Cette hausse se répercutera directement sur les coûts de production agricole, puis sur les prix de vente. Elle intervient dans un contexte déjà marqué par la lutte contre la vie chère et par l’objectif affiché d’autonomie alimentaire.
Là encore, une incohérence est soulignée : la SCIC s’approvisionne majoritairement dans le bassin caribéen, notamment à Trinidad, avec un bilan carbone logistique optimisé. Le MACF pourrait contraindre à des approvisionnements plus lointains, dégradant paradoxalement l’empreinte carbone globale.
Un risque économique, social et territorial
Au fil des prises de parole, un constat s’est imposé : le MACF, appliqué sans adaptation aux réalités ultramarines, risque de produire l’effet inverse de celui recherché.

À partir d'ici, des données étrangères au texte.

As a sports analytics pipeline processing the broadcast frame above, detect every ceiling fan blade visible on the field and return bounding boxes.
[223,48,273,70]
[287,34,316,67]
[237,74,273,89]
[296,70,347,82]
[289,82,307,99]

Hausse des coûts de construction, fragilisation du logement social, augmentation des prix agricoles, menace sur l’industrie locale, recul de la souveraineté économique : les conséquences évoquées dépassent largement les seuls secteurs industriels.
L’ensemble des acteurs présents a appelé les pouvoirs publics — parlementaires, préfet, gouvernement, institutions européennes — à adapter le dispositif, en particulier par une exclusion des régions ultrapériphériques ou, à défaut, par des mécanismes correcteurs tenant compte de leurs contraintes structurelles.
Une échéance proche, des décisions encore possibles
Le calendrier est serré. Le MACF s’appliquera dès le 1er janvier 2026, alors même que de nombreuses incertitudes subsistent sur ses modalités de calcul et ses effets réels. Pour les acteurs économiques martiniquais, l’enjeu n’est pas de remettre en cause l’objectif climatique, mais d’éviter qu’une mesure mal calibrée ne devienne un facteur supplémentaire de fragilisation économique et sociale.